The results of this survey illustrated a gap between digital health literacy among medical students and the lack of training and education, despite the willingness of medical students to become key players in the digital transformation of health care. Qualitative analysis of eHealth definitions showed that the student understanding of the subject of eHealth varied considerably. Still, we found all domains of eHealth as described previously by Shaw et al [28] to be covered by the responses. The study showed that student needs in terms of digital health education and training are global and specific; students in the study wished for the implementation of courses ranging from programming languages, legal aspects, and guiding patients using digital health technologies. Students also demanded training with already established health information technology such as health information systems. We found mixed opinions on whether eHealth education should be implemented as a separate discipline or in an integrated form. The respondents highlighted the importance of interprofessional education.

Digital Health Literacy and Skills for the Future Health Workforce

Among the major factors enabling the successful implementation of eHealth are digital health literacy, digital skills of health care professionals, along with health care professionals’ trust in the potential of novel digital health solutions [9,29]. Furthermore, education and training of health care professionals have been identified as key facilitators of digital health implementation [4,8]. The promotion of these factors requires a multifaceted and diverse approach in order to engage with different stakeholders [1,12,16].

Identifying health care professionals and health care students as central connectors within a challenging digitalization of the health care sector is paramount to its efficacy. In accordance with previous research on the digital skills of health care professionals [12,16,30], our survey showed a gap between the overall willingness of students to become key players in a meaningful digitalization of health care and the competencies and skills they have acquired through their learning.

Future-Proof Health Care Curriculum

In 2019, the Topol Review [14] identified the top digital technologies affecting 80% of the health workforce in 2040: digital medicine (eg, telemedicine and mHealth), artificial intelligence, robotics, and genomics. Future health care professionals have to become aware of the ethical and patient safety considerations posed by the digital transformation of health care [31]. Additionally, the shift away from technical tasks toward a more patient-centered medicine accompanied by the change in the traditional doctor-patient relationship requires different communication skills [13]. Continuous education and training of health care professionals regarding digital health literacy and skills help to ensure the most effective application of digital health to clinical workflows [32,33]. However, medical students do not necessarily need to become experts in programming and data science as the medical profession will probably continue to be a social one. In line with these considerations and recent publications [14,34,35], the findings of this study indicate that medical education should incorporate basic courses on digital medicine, artificial intelligence in health care, genomics, and data science.

Including the various dimensions of digital health in health curricula is a challenging, yet urgently needed task. Education providers can and should build upon preliminary work [36-41]. Priorities and action plans for the improvement of information technology skills in the EU health care workforce have recently been set out [37].
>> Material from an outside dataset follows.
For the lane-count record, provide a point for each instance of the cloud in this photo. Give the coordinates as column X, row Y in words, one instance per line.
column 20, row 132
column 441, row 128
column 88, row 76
The recognition of digital skills as key competencies by national training commissions and examination authorities is an essential factor for driving the implementation of this content in health care education [42]. To date, accreditation of digital health literacy and skills in national medical education frameworks is lacking [36,42]. The renowned CanMEDs framework, outlining core competencies for future physicians and serving as orientation for medical educators globally, mentions the term digital only in the context of communication and documentation of health data [43]. Our findings support suggestions to revise the CanMEDs and other national frameworks according to the requirements that arise in relation to digital health technologies [13,35,42,44].

Practicing physicians are educators whose proficiency in digital health has a direct impact on the learning outcomes of undergraduates [37]. Therefore, teaching digital health literacy and skills should follow a holistic approach and be integrated into both undergraduate and continuing medical education [45-48].

Interprofessional Collaboration and International Best Practice Exchange

The creation of future-proof health curricula involves the integration of interprofessional collaboration and supranational coordination and monitoring. Evolving through the disruptive changes brought about by digitalization, health care engages many different professions [44,49]. Topics related to engineering, computer science, and entrepreneurship have become increasingly relevant for medical professionals [49,50]. Our study indicates that medical students are eager to learn interprofessionally and wish to include input from other fields to their education.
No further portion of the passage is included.